Swiss consultancy Pexapark has published a new report, “The Effect of Cannibalization,” that looks at “renewables’ silent risk.” Ostensibly, the report is a “back to the basics” guide to “revenue cannibalism,” whereby the oversaturation of renewables on the grid at particular times could see technologies like PV eat into its own profits. But there are also some insights to be had into how the European market for power purchase agreements might deal with this growing risk.
With more and more renewables set for development over the next decade, and renewed support in the form of the European Commission’s REPowerEU strategy, the cannibalization effect poses a serious threat in the long-run “to the viability of operatings on the free market, according to Pexapark.
“Pricing cannibalization risk into your PPA is important to ensure your agreed pricing is far not only today but also throughout the tenor of the agreement when cannibalization impact is more prominent when renewables build-out increases,” it said.
Of course, the risk of cannibalization is already well-known.
“This is why in mature PPA markets,” the report states, noting that in Spain and Sweden, in particular, “we see the shift of buyers demanding baseload PPAs, and pay-as-produced (PAP) structures providing significant discounts, because the cannibalization risk has been factored in.”

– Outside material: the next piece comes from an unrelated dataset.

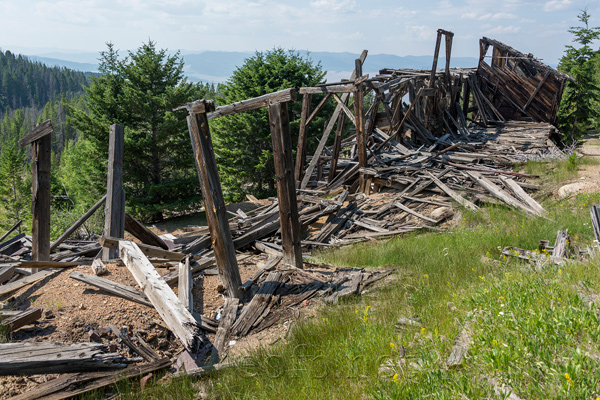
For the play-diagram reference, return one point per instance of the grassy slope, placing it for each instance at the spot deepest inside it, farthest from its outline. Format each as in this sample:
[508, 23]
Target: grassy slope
[530, 329]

Maritina Kanellakopoulou, an analyst for Pexapark, told pv magazine That is the reason for this higher interest in baseload PPAs is not driven by energy storage. “We see a notable surge of interest in the solar-plus-storage topic,” says Kanellakopoulou, “[The levelized cost of electricity] is still too high to allow for large-scale adoption.”
However, it’s not all doom and gloom.
“The higher interest in baseload PPAs is driven by the better demand and thus higher prices shown by utility offtakers,” said Kanellakopoulou. “For solar, baseload profiles have been called impossible, but physical backing by storage assets starts to make baseload hedging for PV assets much more palatable, as it addresses fears around the structural mismatch between production and contract profiles.”

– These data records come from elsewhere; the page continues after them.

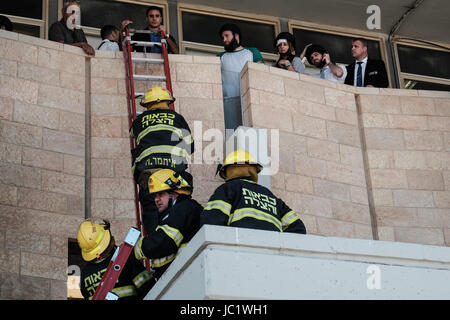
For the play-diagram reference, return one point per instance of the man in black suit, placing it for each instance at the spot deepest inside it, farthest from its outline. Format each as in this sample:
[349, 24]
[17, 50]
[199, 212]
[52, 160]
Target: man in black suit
[368, 72]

While widespread adoption of solar-plus-storage is still inhibited by price, it seems as if some deals of this nature are being done. Energy storage for baseload hedging for PV assets is becoming more “palatable,” and perhaps the age of solar-plus-storage enabling baseload PPAs is dawning.
Of course, baseload PPAs are more mature for wind assets in Nordic countries and also in Spain. Kanellakopoulou pointed to the recent deal between Alcoa and Greenalia as an example of this.
Because the market for PPAs is becoming increasingly saturated by offtakers wanting to warehouse their cannibalization risk, costs are starting to become prohibitively high. According to Kanellakopoulou, “storage is a genuine alternative which is not based on trading. The most immediate action one can take, is to review co-location with battery storage, as it’s the quickest way to shield from the cannibalization effect.”
Werner Trabesinger, the head of quantitative products at Pexapark and a co-author of the report, told pv magazine “that baseload-profiled PPA contracts receive substantially better prices, as they do not shift the burden of cannibalization risk onto the offtakers. In other words, the economics of baseload – hedged PV assets is much more favorable.”
However, many project owners fear that entering into baseload hedges will push them into an active role in the spot markets.
“They fear is that spot markets might work systematically against them, causing poor overall performance,” said Trabesinger. “Colocated BESS assets help circumvent this issue, as they allow for storing production volumes for release during higher-priced hours. In this sense, they ‘future-proof’ assets against cannibalization issues.”
The LCOE is still too high for widespread adoption of co-located solar-plus-storage projects, but the higher revenue from higher PPA prices – combined with the cannibalization risk reduction provided by a BESS asset – significantly improves the profitability of such projects. As Trabesinger put it, “we feel that the tipping point might very soon be reached.”